Friday, October 23, 2015

6 common misconceptions when doing advanced Google Searching

As librarians we are often called upon to teach not just library databases but also Google and Google Scholar.

Unlike teaching other search tools, teaching Google is often tricky because unlike library databases where we can have insider access through our friendly product support representative as librarians we have no more or no less insight into Google which  is legendary for being secretive.

Still, given that Google has become synonymous with search we should be decently good at teaching it.

I've noticed though, often when people teach Google, particularly advanced searching of Google, they fall prey to 2 main types of errors.

The first type of error involved not keeping up to date and given the rapid speed that Google changes, we often end up teaching things that no longer work.

The second type of error is perhaps more common to us librarians. We often carry over the usual methods and assumptions from Library databases expecting them to work in Google when sadly they don't.

It is very difficult to detect both types of errors because Google seems to be designed to fail gracefully, for example it may simply silently ignore symbols you add that don't work.

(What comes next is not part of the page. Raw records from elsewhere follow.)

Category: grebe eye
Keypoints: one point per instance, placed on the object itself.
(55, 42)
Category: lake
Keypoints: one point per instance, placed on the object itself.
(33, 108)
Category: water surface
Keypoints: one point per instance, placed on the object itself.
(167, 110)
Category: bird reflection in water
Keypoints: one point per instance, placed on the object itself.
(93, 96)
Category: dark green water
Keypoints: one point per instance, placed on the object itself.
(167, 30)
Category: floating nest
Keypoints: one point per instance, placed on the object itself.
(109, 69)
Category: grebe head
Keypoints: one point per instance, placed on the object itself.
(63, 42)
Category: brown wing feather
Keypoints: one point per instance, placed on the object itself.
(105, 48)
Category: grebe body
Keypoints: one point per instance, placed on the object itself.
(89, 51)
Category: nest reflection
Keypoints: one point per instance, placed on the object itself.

Also the typical Google search brings back estimated count of results. e.g. "about" X million so it's hard to see if your search worked as expected.

As I write this blog post in Oct 2015, what follows is some of the common errors and misconceptions I've seen about searching in Google while doing research on the topic. Some of the misconceptions I knew about, a few surprised me. Of course by the time you read this post,  a lot is likely to be obsolete!

The 6 are

  • Using depreciated operators like  tilde (~) and plus (+) in search strings
  • Believing that all terms in the search string will definitely be included (in some form)
  • Using AND in search strings works
  • Using NOT in search strings works
  • Using asterisk (*) as a character wildcard or truncation  in search strings works
  • 6. Using parenthesis (  (    ) ) in search strings to control order of operators works

1. Using depreciated operators like  tilde (~) and plus (+) in search strings

As of writing these are the list of operators supported by Google, anything else is probably not supported, so if you are teaching people to use tilde (~) , or plus operator (+) please stop.

About tilde (~)

Karen Blakeman explains here what it used to do.

"Although Google automatically looks for variations on your terms, placing a tilde before a word seemed to look for more variations and related terms. It meant that you didn’t have to think of all the possible permutations of a word. It was also very useful if you wanted Google to run your search exactly as you had typed it in except for one or two words.

The Verbatim option tells Google to run your search without dropping terms or looking for synonyms, but sometimes you might want variations on just one of the words. That was easily fixed by placing a tilde before the word"

However as of June 2013 tilde (~) no longer works. (See official explanation).

About plus operator (+)

Another discontinued operator often still taught is the plus (+) Operator.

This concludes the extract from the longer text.